International film festival in Mariupol stirs development of cinema in the region

International film festival in Mariupol stirs development of cinema in the region
September 20, 2016.

International film festival “KiTy” takes place in Mariupol (just 30 km away from the contact line) for the sixth time. Full-length films and shorts, feature, documental and animation films were in the competition program. Organizers note that this year the overall level of works that took part in the festival’s competition is much higher. Over the year between the festivals organizers arrange film screenings and a series of educational events for professionals and wide public, cooperate with international and Ukrainian film events.   

International interest, applications from 13 countries

Kyiv, September 20, 2016. Sixth international film festival “KiTy” took place in Mariupol on September 7-10. This year 220 applications from 13 countries have been submitted to the festival including the film produced in Syria, France, Taiwan, the U.S., Canada, Belarus and Russia. The works included full-length and short films (including documentaries, feature films and animation) by both professionals and amateurs. “This year films by non-professionals accounted for only one fourth of the applications received. Major part of the applications were films produced by professionals or by students studying cinematography. Festival’s level is increasing,” said Olha Novikova, representative of the CinemaHall organization in Mariupol, director of the “KiTy” international film festival speaking at a press-briefing at Ukraine Crisis Media Center (UCMC) within the framework of UCMC’s project “Spokesperson of peaceful life” implemented with the support of the Foreign Affairs Ministry of the Federal Republic of Germany. The festival was supported by several partners from private sector as well as by the Mariupol City Council and the Culture department within the Donetsk regional military-civil administration.

The festival jury consisted of Ukrainian industry professionals, they were judging the films online. “Forty works were shortlisted. Their quality was so good, that it was difficult to choose the best work. The jury made additional nominations in order to award all the best works,” noted Novikova. The winners also received small money prizes from the festival’s partners.

Novikova said that this year the number of documentaries decreased compared to the last year. Among them were “Ten Seconds” (Desyat sekund) by Yuliya Hontaruk and “Brother for the Brother” (Brat za brata) by Ruslan Hanushchak on Georgians fighting in the “Azov” regiment. Quite a number of comedy films and films for children were presented at the festival. As part of the festival’s non-competition program there were cinema screenings of films for children “Song of the Sea”, “Operation Arctic” and “We are the Best”.

Film festival during combat actions

Only sounds of explosions audible from nearby Shyrokyne reminded about the proximity of the war. This year according to Olha Novikova everything was quiet. 2014 was the toughest year for the festival, right after the Ilovaysk tragedy when the threat of the offensive on Mariupol seemed to be real. “We did not cancel the festival although the situation was scary. Firstly, we did not know if we would be able to hold it sometime after. Secondly, we had commitments towards a partner festival – an international film festival in Bulgaria to select Ukrainian films to be screened there,” recalls Novikova. “We were surprised to see 100 people at our night screening. And it was the night when the ceasefire came into effect.

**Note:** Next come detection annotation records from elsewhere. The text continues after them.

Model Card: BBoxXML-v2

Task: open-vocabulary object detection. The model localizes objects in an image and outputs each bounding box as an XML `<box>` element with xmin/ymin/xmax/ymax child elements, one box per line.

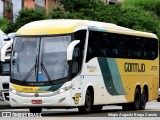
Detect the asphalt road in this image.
<box><xmin>0</xmin><ymin>101</ymin><xmax>160</xmax><ymax>120</ymax></box>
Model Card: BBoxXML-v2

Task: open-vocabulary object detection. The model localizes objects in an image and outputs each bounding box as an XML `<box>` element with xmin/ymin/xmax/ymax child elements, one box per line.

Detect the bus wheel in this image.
<box><xmin>92</xmin><ymin>105</ymin><xmax>103</xmax><ymax>112</ymax></box>
<box><xmin>78</xmin><ymin>89</ymin><xmax>93</xmax><ymax>113</ymax></box>
<box><xmin>140</xmin><ymin>89</ymin><xmax>147</xmax><ymax>110</ymax></box>
<box><xmin>29</xmin><ymin>107</ymin><xmax>42</xmax><ymax>113</ymax></box>
<box><xmin>131</xmin><ymin>88</ymin><xmax>141</xmax><ymax>110</ymax></box>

We had a feeling that the art had won.”

Educational events and international cooperation

Olha Novikova added that in addition to festival activities the team is running a film club with discussions as well as a film and actors school over the year. “We are supporting young Mariupol filmmakers if they need our advice,” she noted.

“KiTy” is one of several festivals held in the city. “Children KinoFest” and “Unity and Tolerance” children film festivals are traditionally held in Mariupol, the festival has established cooperation with them. “They present wonderful films, selected at the best European film festivals. After the screenings we discuss with children the problems the films touch upon,” she said. Mariupol also hosts Ukrainian film festivals “Open Night” (Vidkryta Nich) and “From the country to Ukraine” (Z krayiny v Ukrainu). The festival also cooperates with “Zolote Kurcha” and “Festival of Festivals” festivals as well as with the Moscow festival of the art of protest “The muse of unbreakable” (Muza nepokornykh). Last year “Behind the curtain of war” film about a Donbas battalion volunteer by Mariupol filmmakers was presented there, this year it’s the “Call sign ‘Subversive’” film about the annexation of Crimea.